Ich weiß Mädels, das ist nicht so Euer Ding. Ihr müsst damit leben. Huldigt ihm!

Im Normalfall, ich meine ohne Grill, sitzt der Alte in der Küche, die Flasche Bier neben ihm. Dann bekommt er das saftigste Steak von seiner Angetrauten vorgesetzt. Wetten, er verliert kein einziges Wort des Lobes. Er verdrückt das gute Stück ratzfatz und nimmt das alles als von gottgegeben und als Selbstverständlichkeit hin. Nicht G’schimpft ist g’lobt genug!
Aber beim Grillen, da hechelt der Grillrostadonis nach Anerkennung.
So san’s halt, die Männer!



03.) Ein Gartengrill mit Grenzbebauungsantrag

Joachims Nachbar war ein umgänglicher Typ. Freunde waren sie nicht, pflegten aber eine wohlwollende Nachbarschaft, und das schon seit Jahren.
Als der Nachbar, er heißt übrigens Hermann, sich einen neuen Weber-Kugelgrill anschaffte, nahm das Joachim wohlwollend zur Kenntnis.
»Gute Wahl!« Meinte er über den gemeinsamen Gartenzaun hinweg. Er selbst hatte sich vor zwei Jahren so ein Edelstahlmonster nach Hause geholt. Schon bald stellte er fest, mit Grillen hatte das nicht mehr viel zu tun. Nun stand das Ding abgedeckt in der Garage. Er hatte einfach keinen Bock mehr damit zu Grillen, weil es ja eigentlich gar kein richtiges Grillen war.
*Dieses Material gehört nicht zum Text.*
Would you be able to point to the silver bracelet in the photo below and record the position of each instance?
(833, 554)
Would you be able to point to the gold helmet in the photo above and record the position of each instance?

Joachim wollte zurück zu den Ursprüngen. Erst war es eine fixe Idee, aber so allmählich nahm diese Idee konkrete Formen an. Ein gemauerter Gartengrill musste her! Was Bodenständiges und was Grundsolides!

Als handwerklich begabter Freiberufler, Joachim war Chirurg, traute er sich durchaus zu, das Ding selbst hochzumauern.
Im Internet war schnell ein passender Bauplan gefunden. Er hatte sogar einen kleinen Schornstein zum Rauchabzug.
So ein fertig geformtes Teil, dass man nur noch hinstellen musste, wollte er nicht.

Backsteine, Schamottsteine und Zement waren schnell im Baumarkt besorgt. Ebenso ein geeigneter und sehr robuster Stahlrost. Es konnte ans Werk gehen.

Erst mal musste der Standort festgelegt werden. Nicht direkt am Haus, aber auch nicht allzuweit von der Terrasse entfernt. Der Wasseranschluss neben der Kellertür sollte bequem erreichbar sein.
Joachim hob gerade mit dem Spaten ein flaches Fundament aus, als sein Nachbar hinter dem gemeinsamen Gartenzaun auftauchte.

»Was wird das denn?«
»Ein Gartengrill!«
»Aha, gemauert, oder?«
»Sicher gemauert, was Solides halt!«
»Ziemlich nah an meiner Grenze!«
Joachim stelle einen abweisenden Unterton fest.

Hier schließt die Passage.